Script length and re-hook placement together

The re-hook cadence is not a separate decision from script length. It is a structural feature of the script that should be planned at the same time as the word count target.

A practical way to think about it: place a re-hook at every 200-250 words of narration for long-form content, starting at the 200-word mark. For a 2,100-word script, that means re-hooks at roughly 200, 500, 900, 1,400, and 1,800 words. Not every one of those has to be a full re-hook structure. Some can be a single forward-look sentence. But the rhythm of re-commitment every 200-250 words keeps the AVD curve flat across the second half of the video.

The table below summarizes the target ranges:

| Format | Video length | Target word count | Re-hooks needed | |---|---|---|---| | Short | ~60 seconds | 100-150 words | None | | Explainer | 4-6 minutes | 560-840 words | 1 (at ~90 seconds) | | Narrative | 8-12 minutes | 1,120-1,680 words | 2 (90 seconds, 4 minutes) | | Deep-dive | 13-17 minutes | 1,820-2,380 words | 3+ (90 seconds, 5 minutes, 9-10 minutes) |

The overwriting trap

The instinct when writing for a longer video is to write more. The error this produces is scripts that are padded with context the viewer did not ask for, context-setting that arrives too late, and transitions that restate what was just said rather than promising what comes next.

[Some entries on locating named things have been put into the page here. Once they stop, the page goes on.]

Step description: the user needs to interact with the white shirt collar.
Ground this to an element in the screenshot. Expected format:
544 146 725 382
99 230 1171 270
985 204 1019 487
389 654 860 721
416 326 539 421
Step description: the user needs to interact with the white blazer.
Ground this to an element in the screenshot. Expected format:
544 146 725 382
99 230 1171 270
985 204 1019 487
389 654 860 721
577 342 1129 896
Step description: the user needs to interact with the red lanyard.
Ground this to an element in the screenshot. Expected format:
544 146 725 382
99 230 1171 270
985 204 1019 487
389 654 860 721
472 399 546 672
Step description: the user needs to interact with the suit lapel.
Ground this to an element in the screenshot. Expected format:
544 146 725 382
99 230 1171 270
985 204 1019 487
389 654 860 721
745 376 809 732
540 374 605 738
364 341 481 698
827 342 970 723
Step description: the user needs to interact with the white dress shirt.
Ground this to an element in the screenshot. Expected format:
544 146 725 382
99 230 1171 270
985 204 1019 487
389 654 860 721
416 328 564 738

A 2,100-word deep-dive script that is tight is harder to write than a 2,800-word script that rambles. The discipline of hitting the word count target without padding is what forces the cuts that improve retention. If you are consistently writing 20-30% over the target word count, the script is doing repetitive work that the viewer will fast-forward through. That fast-forwarding registers as a drop in the AVD even if the viewer never actually leaves.

Word count targets are a floor and a ceiling, not just a ceiling. Hitting the floor means every section is earning its time. Hitting the ceiling means the pacing never drags.